A total of 58 adult patients (52 women and six men; mean age 47.4 years) were enrolled, and they received the therapy for up to 2.5 years. Treatment consisted of a weight-based loading dose (2,400–3,000 mg) on day 1, then weight-based maintenance doses (3,000–3,600 mg) on day 15 and once every eight weeks thereafter.
After completing this treatment period, 56 patients chose to enter the trial’s long-term extension period, in which they will continue to receive Ultomiris for up to two years.

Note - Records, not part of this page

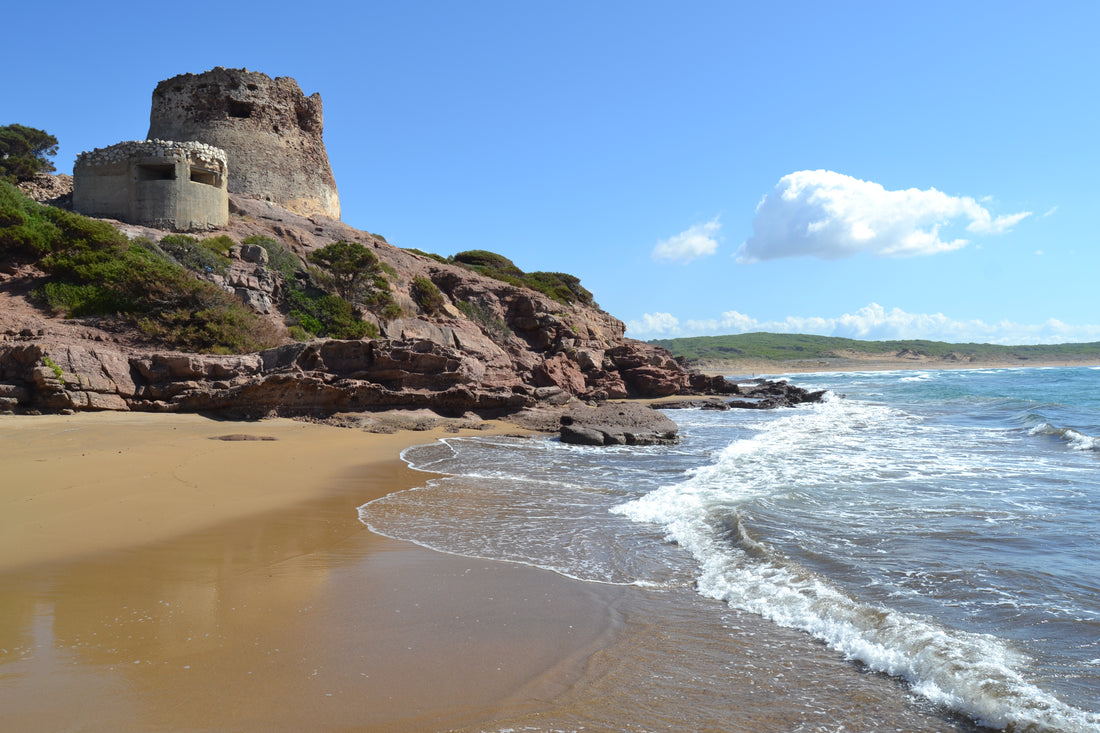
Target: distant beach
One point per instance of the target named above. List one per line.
(868, 362)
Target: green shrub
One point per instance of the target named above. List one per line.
(430, 255)
(205, 256)
(494, 327)
(427, 295)
(279, 259)
(356, 275)
(23, 152)
(96, 271)
(328, 315)
(560, 286)
(31, 230)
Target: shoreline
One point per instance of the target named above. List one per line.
(276, 610)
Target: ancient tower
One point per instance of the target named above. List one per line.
(270, 130)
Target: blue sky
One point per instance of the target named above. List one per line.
(870, 170)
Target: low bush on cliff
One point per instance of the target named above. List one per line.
(23, 152)
(29, 230)
(494, 327)
(321, 314)
(279, 259)
(427, 295)
(201, 256)
(94, 270)
(563, 288)
(356, 275)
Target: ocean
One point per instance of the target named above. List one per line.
(928, 533)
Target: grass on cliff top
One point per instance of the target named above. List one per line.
(95, 270)
(560, 286)
(787, 347)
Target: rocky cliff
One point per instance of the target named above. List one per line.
(487, 347)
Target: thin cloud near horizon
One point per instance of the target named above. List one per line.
(871, 323)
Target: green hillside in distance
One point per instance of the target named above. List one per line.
(800, 347)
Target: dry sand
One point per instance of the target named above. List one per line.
(152, 578)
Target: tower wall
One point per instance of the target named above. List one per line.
(270, 130)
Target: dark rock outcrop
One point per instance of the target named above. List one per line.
(319, 378)
(616, 424)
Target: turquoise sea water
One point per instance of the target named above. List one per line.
(939, 527)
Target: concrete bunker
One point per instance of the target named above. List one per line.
(180, 186)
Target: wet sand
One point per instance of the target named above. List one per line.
(154, 579)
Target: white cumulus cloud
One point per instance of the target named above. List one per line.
(699, 241)
(872, 323)
(832, 216)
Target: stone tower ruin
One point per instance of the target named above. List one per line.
(270, 130)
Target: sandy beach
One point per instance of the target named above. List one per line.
(155, 578)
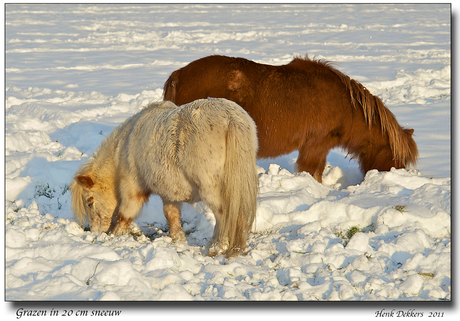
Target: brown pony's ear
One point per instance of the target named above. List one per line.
(86, 181)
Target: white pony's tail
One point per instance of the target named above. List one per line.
(240, 184)
(77, 205)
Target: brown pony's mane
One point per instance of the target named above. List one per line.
(372, 108)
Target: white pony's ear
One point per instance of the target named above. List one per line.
(85, 181)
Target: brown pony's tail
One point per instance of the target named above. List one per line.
(240, 185)
(169, 89)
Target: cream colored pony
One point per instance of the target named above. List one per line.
(204, 150)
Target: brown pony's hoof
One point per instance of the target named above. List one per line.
(217, 248)
(178, 236)
(122, 227)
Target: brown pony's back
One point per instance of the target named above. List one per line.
(305, 105)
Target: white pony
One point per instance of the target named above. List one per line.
(204, 150)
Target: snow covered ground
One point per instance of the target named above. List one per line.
(74, 72)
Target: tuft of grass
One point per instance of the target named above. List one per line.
(401, 208)
(352, 231)
(44, 190)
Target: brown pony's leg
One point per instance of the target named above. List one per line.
(171, 211)
(312, 159)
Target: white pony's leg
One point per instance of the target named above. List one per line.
(172, 211)
(219, 242)
(130, 204)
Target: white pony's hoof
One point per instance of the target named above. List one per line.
(178, 237)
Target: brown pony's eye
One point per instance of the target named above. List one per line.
(90, 202)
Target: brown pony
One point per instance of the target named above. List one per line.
(305, 105)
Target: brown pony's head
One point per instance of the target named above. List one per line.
(92, 199)
(400, 152)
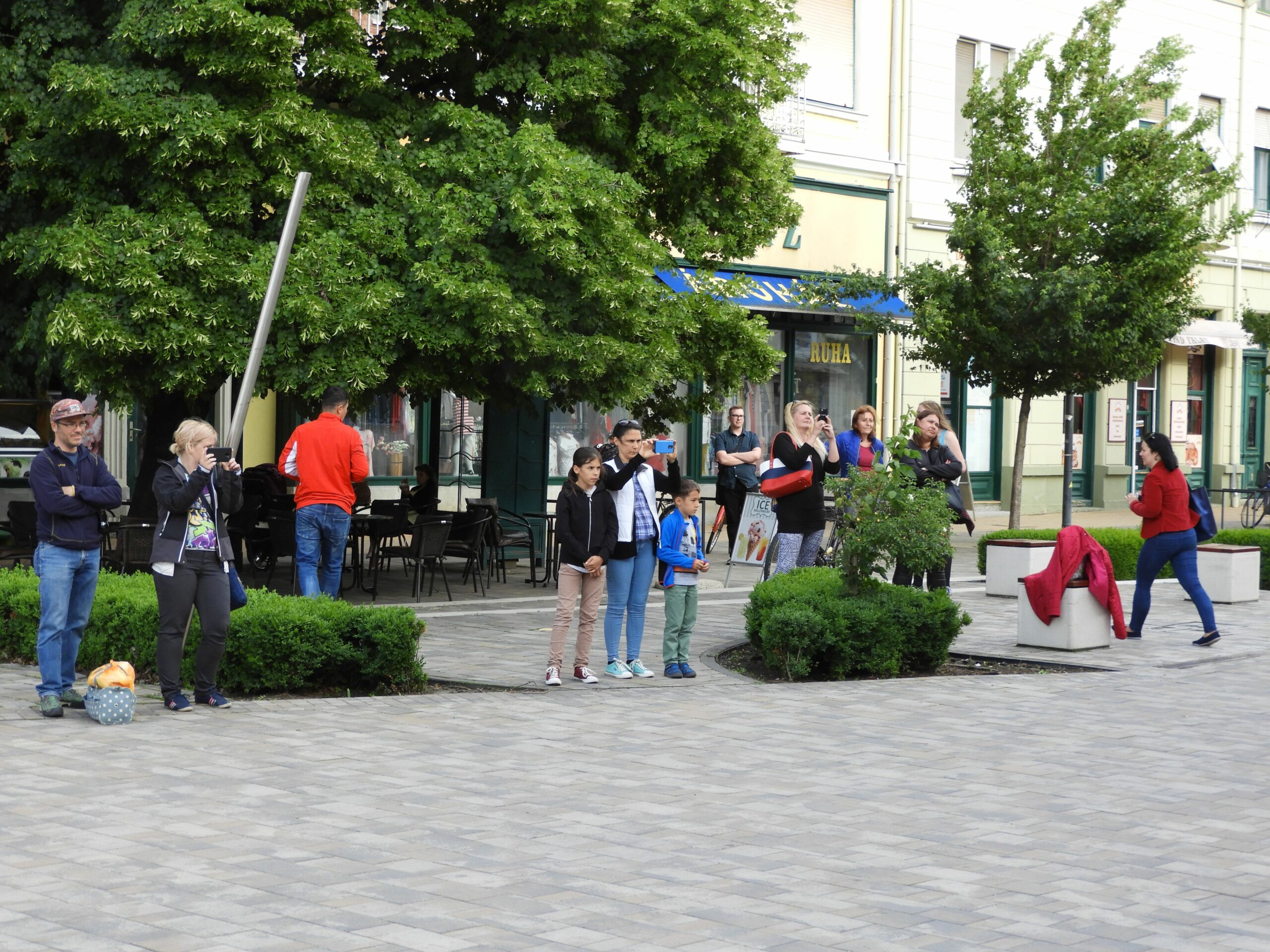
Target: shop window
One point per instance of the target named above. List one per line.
(463, 429)
(832, 371)
(587, 425)
(389, 429)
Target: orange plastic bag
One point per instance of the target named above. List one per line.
(116, 674)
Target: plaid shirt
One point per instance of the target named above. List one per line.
(645, 522)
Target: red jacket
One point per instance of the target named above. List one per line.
(1164, 503)
(328, 459)
(1046, 588)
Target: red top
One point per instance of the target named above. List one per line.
(328, 459)
(1164, 503)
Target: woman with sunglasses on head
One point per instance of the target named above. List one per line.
(634, 486)
(1169, 530)
(801, 516)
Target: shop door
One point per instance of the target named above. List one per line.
(1199, 414)
(832, 371)
(1082, 450)
(1253, 454)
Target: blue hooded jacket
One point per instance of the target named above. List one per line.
(668, 546)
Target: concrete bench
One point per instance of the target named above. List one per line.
(1230, 573)
(1082, 624)
(1012, 558)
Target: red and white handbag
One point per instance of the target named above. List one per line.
(779, 480)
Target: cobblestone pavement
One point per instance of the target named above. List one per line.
(1119, 810)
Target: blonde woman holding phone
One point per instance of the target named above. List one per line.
(801, 516)
(192, 556)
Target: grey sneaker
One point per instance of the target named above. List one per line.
(50, 706)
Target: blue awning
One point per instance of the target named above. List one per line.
(774, 293)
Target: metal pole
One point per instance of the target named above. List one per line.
(1069, 438)
(271, 302)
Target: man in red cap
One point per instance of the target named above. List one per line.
(71, 486)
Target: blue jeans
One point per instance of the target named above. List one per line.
(1179, 549)
(321, 531)
(629, 581)
(67, 582)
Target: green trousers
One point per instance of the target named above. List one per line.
(681, 615)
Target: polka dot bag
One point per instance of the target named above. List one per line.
(110, 697)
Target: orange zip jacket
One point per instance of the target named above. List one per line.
(328, 459)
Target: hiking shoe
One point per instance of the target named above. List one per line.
(616, 669)
(50, 706)
(638, 668)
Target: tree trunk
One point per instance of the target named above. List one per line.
(164, 413)
(1016, 479)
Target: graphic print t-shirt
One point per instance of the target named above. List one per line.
(201, 532)
(689, 547)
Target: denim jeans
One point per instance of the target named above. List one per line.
(67, 582)
(1179, 549)
(629, 581)
(321, 531)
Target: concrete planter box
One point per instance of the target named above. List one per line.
(1230, 573)
(1012, 559)
(1083, 624)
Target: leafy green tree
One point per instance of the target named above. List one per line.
(1078, 233)
(493, 186)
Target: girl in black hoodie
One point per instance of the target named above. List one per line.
(587, 531)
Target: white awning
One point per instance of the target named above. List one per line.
(1227, 334)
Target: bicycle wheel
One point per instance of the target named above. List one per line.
(769, 559)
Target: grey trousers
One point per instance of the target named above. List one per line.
(198, 582)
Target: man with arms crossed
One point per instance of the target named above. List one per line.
(328, 459)
(70, 486)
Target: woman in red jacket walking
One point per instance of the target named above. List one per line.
(1169, 530)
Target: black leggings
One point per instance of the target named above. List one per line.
(200, 582)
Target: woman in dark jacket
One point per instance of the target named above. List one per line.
(801, 516)
(1169, 530)
(931, 461)
(587, 531)
(191, 559)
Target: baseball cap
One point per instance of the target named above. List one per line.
(64, 409)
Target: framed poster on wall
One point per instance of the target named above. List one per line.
(1118, 413)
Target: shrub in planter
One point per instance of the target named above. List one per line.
(276, 643)
(807, 625)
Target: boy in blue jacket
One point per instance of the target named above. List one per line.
(680, 547)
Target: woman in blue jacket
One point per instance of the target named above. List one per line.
(859, 446)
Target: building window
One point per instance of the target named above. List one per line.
(828, 49)
(389, 429)
(463, 428)
(1213, 105)
(971, 55)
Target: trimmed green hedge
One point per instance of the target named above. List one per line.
(276, 643)
(1124, 545)
(806, 625)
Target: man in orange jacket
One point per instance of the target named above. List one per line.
(328, 459)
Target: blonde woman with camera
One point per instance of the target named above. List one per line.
(191, 559)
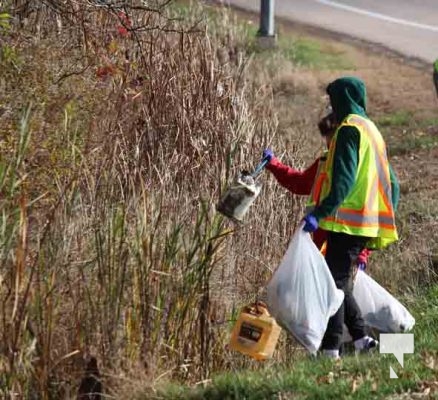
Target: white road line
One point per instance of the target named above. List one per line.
(379, 16)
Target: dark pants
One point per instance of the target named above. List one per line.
(342, 251)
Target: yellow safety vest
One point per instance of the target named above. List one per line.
(367, 210)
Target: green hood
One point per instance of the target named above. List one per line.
(347, 96)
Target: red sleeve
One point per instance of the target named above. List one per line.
(298, 182)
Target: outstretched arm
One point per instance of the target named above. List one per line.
(296, 181)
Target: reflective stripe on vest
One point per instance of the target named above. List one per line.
(368, 213)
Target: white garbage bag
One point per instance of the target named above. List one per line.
(380, 310)
(302, 294)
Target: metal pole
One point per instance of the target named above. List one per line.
(267, 18)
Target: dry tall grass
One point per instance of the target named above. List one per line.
(118, 137)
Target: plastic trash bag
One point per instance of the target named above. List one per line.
(302, 294)
(379, 308)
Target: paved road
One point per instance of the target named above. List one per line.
(409, 27)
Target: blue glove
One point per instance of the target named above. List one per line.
(362, 266)
(311, 223)
(268, 155)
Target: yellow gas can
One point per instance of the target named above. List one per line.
(255, 332)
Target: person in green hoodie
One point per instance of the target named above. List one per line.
(358, 199)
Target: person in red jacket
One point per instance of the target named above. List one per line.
(302, 182)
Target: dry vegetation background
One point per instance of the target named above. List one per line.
(119, 128)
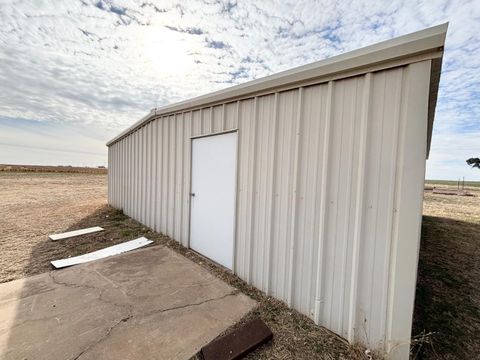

For ethical reasons, no participant received a placebo, as three approved therapies were already available. Trial data were compared with those of an external group of 47 patients who received a placebo in a Soliris Phase 3 trial, called PREVENT (NCT01892345), whose data supported Soliris’ approvals for AQP4-associated NMOSD.
Inclusion criteria were similar between CHAMPION-NMOSD and PREVENT, and patients in the external control group had comparable demographic and clinical features to those in the Ultomiris group.
Median follow-up time was about 17 months (range, nearly three months to over two years) for patients treated with Ultomiris and about eight months (range, nearly two weeks to over two years) for the external PREVENT group.
Results showed that the trial met its main goal, with no Ultomiris-treated patients experiencing relapses during follow-up compared with 20 patients experiencing relapses reported in the external placebo group. This reflected a 98.6% drop in the risk of relapse with Ultomiris, which was statistically significant.
The average number of relapses per year was zero with Ultomiris, and all treated patients were free from relapses at 48 weeks (nearly one year) versus 63% of those given a placebo.
In addition, a significantly lower proportion of Ultomiris-treated patients experienced clinically important worsening in their walking skills compared with those in the external placebo group (3.4% vs. 23.4%).
Together, this meant that the trial also met key secondary efficacy goals.
Changes in quality of life and overall disability also favored Ultomiris, but group differences failed to reach statistical significance.
The therapy was generally well-tolerated, with a safety profile consistent with that of Ultomiris and Soliris for other indications, Pittock said.
Rates of adverse events were similar between groups, and a lower proportion of patients on Ultomiris reported serious adverse events relative to the external placebo group (13.8% vs. 55.3%).
The most commonly reported adverse events with Ultomiris included COVID-19 infection (24.1%), headache (24.1%), back pain (12.1%), joint pain (10.3%), and urinary tract infection (10.3%).
“All cases of COVID-19 were nonserious and considered to be unrelated to [Ultomiris],” Pittock said, while headache and back and joint pain are “well-known side effects” of the therapy.
Meningococcal infection, a bacterial illness that affects the brain and spinal cord, was reported in two Ultomiris-treated patients who had been vaccinated against such infection. Both recovered fully with no sequelae, and one continued in the trial.
Still, these cases highlight “the importance of close monitoring, risk evaluation, and mitigation strategies currently in place,” Pittock said. No deaths were reported during the study.
Results from additional subgroup and sensitivity analyses were also presented at the congress in two posters. They showed that Ultomiris remained superior to a placebo when patients were grouped based on age, sex, race/ethnicity, geographic region, and current and prior treatment regimen.
Also, the researchers found no evidence that differences between the Ultomiris and external placebo groups at study start had an impact on the observed treatment effect.
These findings “provide robust evidence for the efficacy and safety of [Ultomiris] in reducing relapse risk in patients with AQP4-positive NMOSD,” Pittock concluded.